No

# Dr. Stats on call

### June 12, 2008

Document Tools

Font Size
S      M      L      XL

When Tom Loughin was eight years old he would pour out a bowl of Lucky Charms cereal and organize the different coloured marshmallows into a histogram to see which colour had the largest number. "But I didn’t keep records at the time," the SFU Surrey statistician confesses. "I was too impatient, I just ate them."

Today, Loughin operates the statistical consulting service at SFU’s Surrey campus. The service started at the Burnaby campus in 1980, advising students and faculty on statistical problems. Now, there is an online version, Dr. Stats. (SFU faculty and students can submit their statistical problems to the service using an online form at www.stat.sfu.ca/people/consulting/drstats).

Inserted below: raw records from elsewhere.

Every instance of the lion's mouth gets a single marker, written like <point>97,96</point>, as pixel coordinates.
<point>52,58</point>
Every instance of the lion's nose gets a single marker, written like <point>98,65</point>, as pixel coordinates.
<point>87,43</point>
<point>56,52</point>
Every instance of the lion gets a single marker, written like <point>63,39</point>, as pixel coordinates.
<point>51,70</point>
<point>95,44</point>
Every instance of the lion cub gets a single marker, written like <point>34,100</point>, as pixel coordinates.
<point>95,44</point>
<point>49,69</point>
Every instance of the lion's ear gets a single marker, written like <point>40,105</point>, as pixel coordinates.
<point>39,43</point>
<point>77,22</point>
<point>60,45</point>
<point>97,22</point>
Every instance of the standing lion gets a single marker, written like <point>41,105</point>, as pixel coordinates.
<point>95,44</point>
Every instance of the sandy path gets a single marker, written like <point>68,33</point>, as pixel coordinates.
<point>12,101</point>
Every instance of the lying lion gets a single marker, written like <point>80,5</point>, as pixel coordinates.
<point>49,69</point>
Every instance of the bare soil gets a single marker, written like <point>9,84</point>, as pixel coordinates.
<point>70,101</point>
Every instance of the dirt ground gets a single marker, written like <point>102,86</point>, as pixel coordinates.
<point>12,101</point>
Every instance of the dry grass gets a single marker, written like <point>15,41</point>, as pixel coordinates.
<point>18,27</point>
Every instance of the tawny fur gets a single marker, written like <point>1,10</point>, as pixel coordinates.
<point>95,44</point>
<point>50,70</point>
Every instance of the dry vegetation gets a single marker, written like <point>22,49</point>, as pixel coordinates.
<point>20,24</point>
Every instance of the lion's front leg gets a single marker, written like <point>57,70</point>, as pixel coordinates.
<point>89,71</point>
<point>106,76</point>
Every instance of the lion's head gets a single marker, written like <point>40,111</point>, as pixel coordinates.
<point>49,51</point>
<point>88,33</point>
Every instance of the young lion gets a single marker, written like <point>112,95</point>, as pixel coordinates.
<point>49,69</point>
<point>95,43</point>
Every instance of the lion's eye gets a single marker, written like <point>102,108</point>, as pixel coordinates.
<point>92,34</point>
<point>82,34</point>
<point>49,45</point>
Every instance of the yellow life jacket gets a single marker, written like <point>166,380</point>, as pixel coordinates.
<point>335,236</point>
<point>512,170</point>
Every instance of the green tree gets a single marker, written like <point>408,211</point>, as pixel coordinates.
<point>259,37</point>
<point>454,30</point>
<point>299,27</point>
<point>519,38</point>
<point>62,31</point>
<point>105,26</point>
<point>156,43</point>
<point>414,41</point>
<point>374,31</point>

"I’m like the 1970s television detective, Columbo," says Loughin. "I keep asking stupid-sounding questions until I have a complete picture and can help you identify what you need to do." The most common problem, he says, is a haphazard study design. "It’s very important that you identify the population of things you’re trying to draw a conclusion about, and that the data that you gather is representative of that population."

A famous example of a study based on the wrong population, he says, was a 1948 newspaper headline saying that Thomas Dewey had won the American presidential election. The newspaper based its story on a telephone poll, but at that time telephones tended to be owned by upper or upper-middle class people — the group most likely to be supporting Dewey — so they were over-sampled in the poll. "Have you ever heard of President Dewey?" Loughin asks. "No, because Harry Truman won that election."

Loughin came to SFU Surrey from Kansas State University, where he filled a similar role, helping agricultural researchers design, analyze and interpret studies. For instance, he helped them develop new varieties of wheat. "From seed to stomach, I’ve studied wheat," he says. "I don’t know anything about it though, except statistically."

Today Loughin’s role is basically the same. "Statisticians don’t grow the wheat. And statisticians don’t do perceptual research. But we make that research better."

In spring of this year, Loughin was named a fellow of the American Statistical Association for his exemplary research in categorical data analysis; outstanding teaching, consulting and editorial contributions; effective promotion of statistics to a wide array of audiences, and for leadership in service to the profession.